Rettet die „Klangkörper“!

Instrumentensammlung des Musikwissenschaftlichen Instituts ist in ihrem Bestand bedroht

Der Bestand an historischen Blasinstrumenten an der Tübinger Uni ist eine der bedeutendsten Instrumentensammlungen in ganz Deutschland. Jetzt wird der Leihvertrag gekündigt. Für das Musikwissenschaft wäre der Abzug ein herber Verlust.

13.06.2016

Von Wilhelm Triebold

Hier lässt man sich die Flötentöne gern beibringen: Ein kleiner Teil der Instrumentensammlung im Tübinger Musikwissenschaftliches Institut. Bild: Metz

Hier lässt man sich die Flötentöne gern beibringen: Ein kleiner Teil der Instrumentensammlung im Tübinger Musikwissenschaftliches Institut. Bild: Metz

Tübingen. Im Pfleghof findet man deutliche Worte. „Wenn die Leihgaben abgezogen werden, fehlen zentrale Stücke“, klagt der Direktor des Musikwissenschaftlichen Instituts, Prof. Thomas Schipperges. Der Sammler Karl Ventzke hatte die kostbaren Instrumente, vor allem aus dem 19. Jahrhundert, so zusammengetragen, dass sie sich nicht nur untereinander, sondern auch mit dem vorgefundenen Uni-Bestand bestens ergänzten.

„Wir möchten sie unbedingt halten“, bekräftigt Schipperges. Schon aus praktischen Gründen: Die Organologie, also die Instrumentenkunde als Fachbereich der Musikwissenschaft, lebt von der Anschauung (und der Anhörung) auch seltener Ausprägungen wie dem Heckelphon, dem Basson oder Rarissima-Einzelobjekten wie dem Tarogato oder der Ophikleide.

Teil eines Netzwerks von

Instrumentensammlungen

Gewiss, auch Instrumentenkunde gehört eher zu den Blüten eines sogenannten „Orchideenfachs“, wie selbst die Musikwissenschaft gelegentlich eingeordnet wird. Und doch: Diese Sammlung bildet „einen essentiellen Baustein der deutschlandweit herausragenden Fülle von mehr als 65 Fachkonvoluten und der herausragenden Qualität der wissenschaftlichen Universitätssammlungen in Tübingen“, weiß man sowohl am Institut als auch am Uni-Museum. Denn die Tübinger Sammlung zeige beispielhaft die „stürmische Entwicklung im Instrumentenbau und damit Entstehung und Wandel des modernen Sinfonieorchesters von der Wiener Klassik bis zur Spätromantik, des Klangkörpers also für das im heutigen Konzert- und Opernbetrieb gültige Kernrepertoire.“

155 Holz- und Blechblasinstrumente dokumentieren als „Klangkörper“-Kollektion geradezu lücken-los alle wichtigen – erfolgreiche wie auch wieder verworfene – technischen Entwicklungen im Instrumentenbau des 19. Jahrhunderts. Damit deckt Tübingen das ab, was die Unis in Würzburg für die Tasteninstrumente, in Essen für die elektronischen und in Göttingen für die ethnologischen Instrumente übernehmen dazu kommt die Koordination über das Leipziger Kinsky-Institut für Musikinstrumentenforschung. Schipperges: „Es gibt ein Netzwerk universitärer Musikinstrumentensammlungen.“

Das droht nun in Tübingen gesprengt zu werden. „Die zahlreichen organologischen Aktivitäten des Musikwissenschaftlichen Instituts in Geschichte, Gegenwart und Zukunft stehen und fallen mit dem Erhalt der Sammlung“, heißt es düster in einem Instituts-Papier.

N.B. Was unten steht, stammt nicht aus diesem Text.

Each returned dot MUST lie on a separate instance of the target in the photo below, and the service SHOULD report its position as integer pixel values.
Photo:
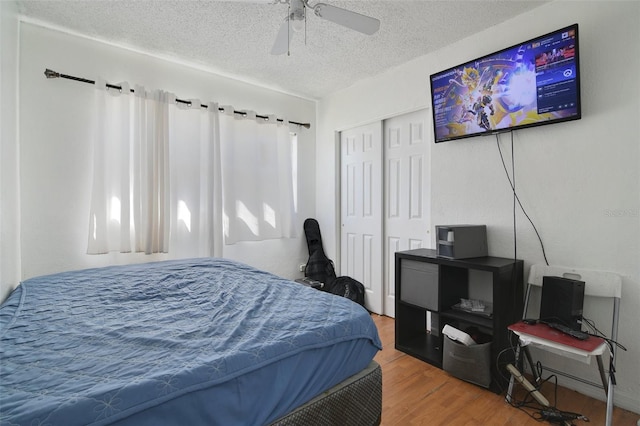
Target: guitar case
(320, 268)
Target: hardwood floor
(416, 393)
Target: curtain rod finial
(51, 74)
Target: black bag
(347, 287)
(319, 267)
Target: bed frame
(354, 402)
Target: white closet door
(361, 210)
(407, 209)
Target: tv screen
(529, 84)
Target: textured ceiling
(234, 38)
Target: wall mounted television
(532, 83)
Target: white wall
(55, 147)
(579, 181)
(9, 188)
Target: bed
(196, 341)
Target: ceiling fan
(296, 19)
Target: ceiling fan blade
(281, 45)
(347, 18)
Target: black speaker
(562, 300)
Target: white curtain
(157, 179)
(196, 180)
(257, 177)
(175, 177)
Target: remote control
(571, 332)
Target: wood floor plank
(417, 393)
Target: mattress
(196, 341)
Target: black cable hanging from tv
(53, 74)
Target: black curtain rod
(53, 74)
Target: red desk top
(545, 332)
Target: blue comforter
(206, 341)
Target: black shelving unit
(435, 284)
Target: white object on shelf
(457, 335)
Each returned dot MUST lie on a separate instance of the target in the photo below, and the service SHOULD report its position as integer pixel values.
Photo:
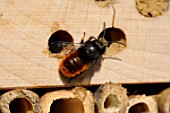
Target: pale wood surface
(25, 26)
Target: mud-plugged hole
(116, 39)
(111, 103)
(139, 108)
(58, 40)
(103, 3)
(70, 105)
(152, 8)
(20, 105)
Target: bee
(79, 59)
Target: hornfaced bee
(78, 59)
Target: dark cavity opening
(111, 102)
(71, 105)
(58, 40)
(139, 108)
(113, 35)
(20, 105)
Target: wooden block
(25, 27)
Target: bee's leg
(82, 40)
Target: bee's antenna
(104, 29)
(114, 13)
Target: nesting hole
(71, 105)
(139, 108)
(103, 3)
(20, 105)
(115, 38)
(111, 102)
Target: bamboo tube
(76, 100)
(142, 104)
(163, 100)
(110, 98)
(19, 101)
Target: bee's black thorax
(91, 50)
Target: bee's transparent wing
(61, 48)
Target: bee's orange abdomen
(72, 65)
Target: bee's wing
(85, 77)
(61, 48)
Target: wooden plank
(25, 27)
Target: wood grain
(25, 27)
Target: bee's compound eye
(57, 40)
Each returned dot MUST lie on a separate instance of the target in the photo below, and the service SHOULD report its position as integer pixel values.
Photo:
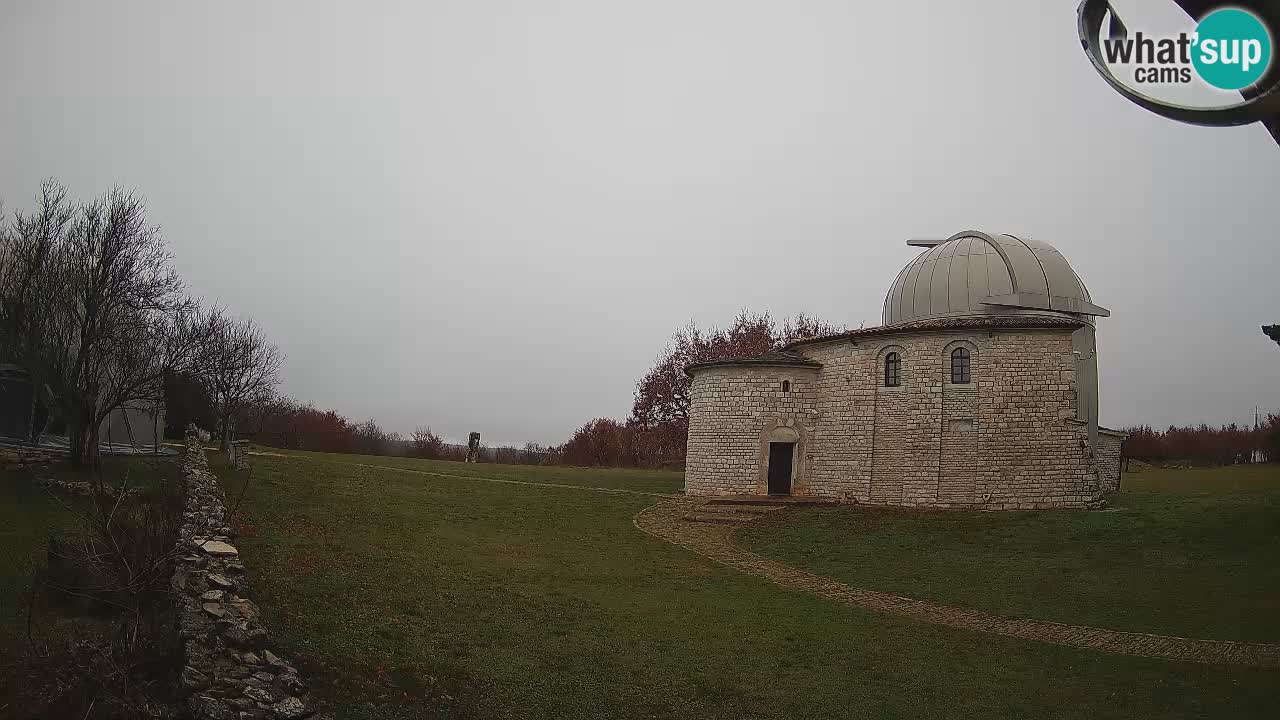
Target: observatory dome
(976, 273)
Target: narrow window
(960, 365)
(892, 369)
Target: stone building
(979, 391)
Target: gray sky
(493, 214)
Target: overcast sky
(492, 215)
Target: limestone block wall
(731, 411)
(1109, 458)
(1008, 440)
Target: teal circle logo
(1233, 49)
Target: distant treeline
(287, 424)
(1205, 445)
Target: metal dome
(976, 273)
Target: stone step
(768, 500)
(717, 518)
(739, 509)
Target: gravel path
(666, 520)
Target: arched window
(960, 365)
(892, 370)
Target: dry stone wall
(231, 673)
(1006, 441)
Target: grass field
(411, 588)
(1188, 552)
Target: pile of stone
(229, 673)
(19, 458)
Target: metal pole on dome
(1261, 101)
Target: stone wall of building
(229, 673)
(732, 410)
(1110, 458)
(1005, 441)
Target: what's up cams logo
(1230, 49)
(1221, 67)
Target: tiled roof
(773, 358)
(973, 322)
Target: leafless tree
(92, 308)
(240, 368)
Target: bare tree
(240, 369)
(428, 443)
(91, 306)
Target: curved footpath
(667, 520)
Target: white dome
(976, 273)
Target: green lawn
(1185, 552)
(410, 595)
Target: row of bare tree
(657, 432)
(92, 308)
(1206, 445)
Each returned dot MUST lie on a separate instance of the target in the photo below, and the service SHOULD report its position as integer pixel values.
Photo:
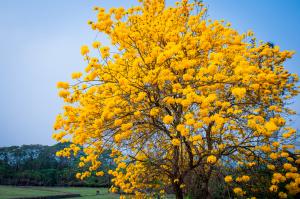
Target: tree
(180, 96)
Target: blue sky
(40, 45)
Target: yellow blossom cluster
(178, 92)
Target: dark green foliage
(38, 165)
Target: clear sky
(40, 45)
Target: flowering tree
(179, 96)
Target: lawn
(7, 192)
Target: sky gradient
(41, 40)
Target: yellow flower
(100, 173)
(96, 44)
(282, 195)
(228, 179)
(239, 93)
(245, 178)
(271, 126)
(176, 142)
(238, 191)
(287, 166)
(273, 156)
(211, 159)
(168, 119)
(118, 122)
(273, 188)
(84, 50)
(154, 112)
(271, 167)
(64, 93)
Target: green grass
(7, 192)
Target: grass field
(7, 192)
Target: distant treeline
(37, 165)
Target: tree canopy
(177, 95)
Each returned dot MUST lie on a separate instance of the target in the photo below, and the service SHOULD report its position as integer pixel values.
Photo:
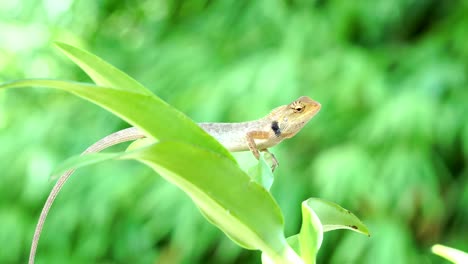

Denn die Familie des 2005 verstorbenen Karl Ventzke kündigt nun auf kommenden Juli den bestehenden Leihvertrag, der zwei Jahre später ausläuft. Bis dahin muss die Tübinger Uni rechtzeitig klarstellen, ob sie von einem Vorverkaufsrecht Gebrauch macht. Schipperges hat aus seiner Sicht konstruktive Gespräche mit der Universitätsleitung und Seidl als Chef des Unimuseums geführt und weiß, dass sich die Uni nun verstärkt um Sponsoren, womöglich auch über den Uni-Bund, bemüht.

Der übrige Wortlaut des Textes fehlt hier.